Earlier in COVID-19, we were inundated with hundreds of emails from people across the country needing help with rent. It was heartbreaking for our volunteers to read emails from families who’d either lost their job, or were losing their place to stay, or both. That they weren't in Michigan or the tri-county area didn't matter to us. We responded to every last one of these families to find out where they lived and, with their permission, we connected them with resources and assistance in their cities. We do the same thing locally. If we can’t help you with your particular issue, we'll find someone who can.

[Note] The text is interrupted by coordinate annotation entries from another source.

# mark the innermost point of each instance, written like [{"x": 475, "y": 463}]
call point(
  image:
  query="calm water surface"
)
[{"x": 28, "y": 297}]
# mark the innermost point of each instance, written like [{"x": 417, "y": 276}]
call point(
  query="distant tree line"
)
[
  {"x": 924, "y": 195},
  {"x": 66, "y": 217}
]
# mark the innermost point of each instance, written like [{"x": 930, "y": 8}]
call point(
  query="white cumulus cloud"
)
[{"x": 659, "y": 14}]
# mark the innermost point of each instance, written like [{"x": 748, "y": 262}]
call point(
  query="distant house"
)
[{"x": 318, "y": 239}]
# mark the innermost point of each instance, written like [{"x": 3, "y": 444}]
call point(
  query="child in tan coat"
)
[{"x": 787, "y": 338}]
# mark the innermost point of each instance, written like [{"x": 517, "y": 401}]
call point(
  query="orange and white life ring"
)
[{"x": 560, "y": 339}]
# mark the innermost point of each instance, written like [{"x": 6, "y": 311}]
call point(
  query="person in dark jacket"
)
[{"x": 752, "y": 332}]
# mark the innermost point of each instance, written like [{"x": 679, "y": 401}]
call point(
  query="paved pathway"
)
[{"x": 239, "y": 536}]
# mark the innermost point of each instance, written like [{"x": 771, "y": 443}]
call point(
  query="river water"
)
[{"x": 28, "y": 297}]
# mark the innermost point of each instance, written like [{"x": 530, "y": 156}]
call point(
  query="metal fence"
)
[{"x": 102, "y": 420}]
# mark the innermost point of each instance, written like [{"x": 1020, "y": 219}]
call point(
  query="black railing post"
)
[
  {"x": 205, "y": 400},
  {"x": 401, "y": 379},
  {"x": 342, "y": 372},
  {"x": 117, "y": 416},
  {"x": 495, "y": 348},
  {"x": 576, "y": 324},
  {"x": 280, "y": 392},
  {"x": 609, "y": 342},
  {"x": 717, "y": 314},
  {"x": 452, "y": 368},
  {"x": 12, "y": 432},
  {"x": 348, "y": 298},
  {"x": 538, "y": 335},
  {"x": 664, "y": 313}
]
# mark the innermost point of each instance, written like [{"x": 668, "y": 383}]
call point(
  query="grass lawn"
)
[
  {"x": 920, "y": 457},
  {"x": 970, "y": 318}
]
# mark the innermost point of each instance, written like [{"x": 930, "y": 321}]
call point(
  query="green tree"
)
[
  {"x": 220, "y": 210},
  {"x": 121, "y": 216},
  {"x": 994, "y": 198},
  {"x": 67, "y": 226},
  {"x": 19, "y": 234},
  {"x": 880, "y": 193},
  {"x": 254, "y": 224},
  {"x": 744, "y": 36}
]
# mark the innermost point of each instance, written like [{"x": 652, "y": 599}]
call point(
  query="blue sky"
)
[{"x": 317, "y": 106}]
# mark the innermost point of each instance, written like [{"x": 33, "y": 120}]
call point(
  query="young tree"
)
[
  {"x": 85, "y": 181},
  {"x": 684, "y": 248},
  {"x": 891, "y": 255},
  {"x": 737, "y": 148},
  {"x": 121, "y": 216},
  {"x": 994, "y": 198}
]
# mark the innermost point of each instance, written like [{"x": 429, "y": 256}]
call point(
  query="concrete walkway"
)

To continue this work, we’re definitely in need of more volunteers and key stakeholders who are passionate to help single families thrive. Some of those we lost were very impactful in our communities. Our website offers different ways to join our work and get connected. We also can use financial support to help our programs succeed and expand.
For the single parents out there, we understand what it takes in order for you and your family to survive in this world. We're not going to judge you. For those without family to help, we are that family for you. Our nonprofit has a lot of support within our communities, people who are willing to assist and help you. Whatever path you’re going through at this moment, know these challenges won't last forever. There is always hope, so don’t ever lose faith.
Jeri Hunley is the founder and executive director of Single Family Living, serving families across the tri-county area. This entry is part of our Nonprofit Journal Project, an initiative inviting nonprofit leaders across Metro Detroit to contribute their thoughts via journal entries on how COVID-19, a heightened awareness of racial injustice and inequality, issues of climate change and more are affecting their work--and how they are responding. This series is made possible with the generous support of our partners, the Michigan Nonprofit Association and Co.act Detroit.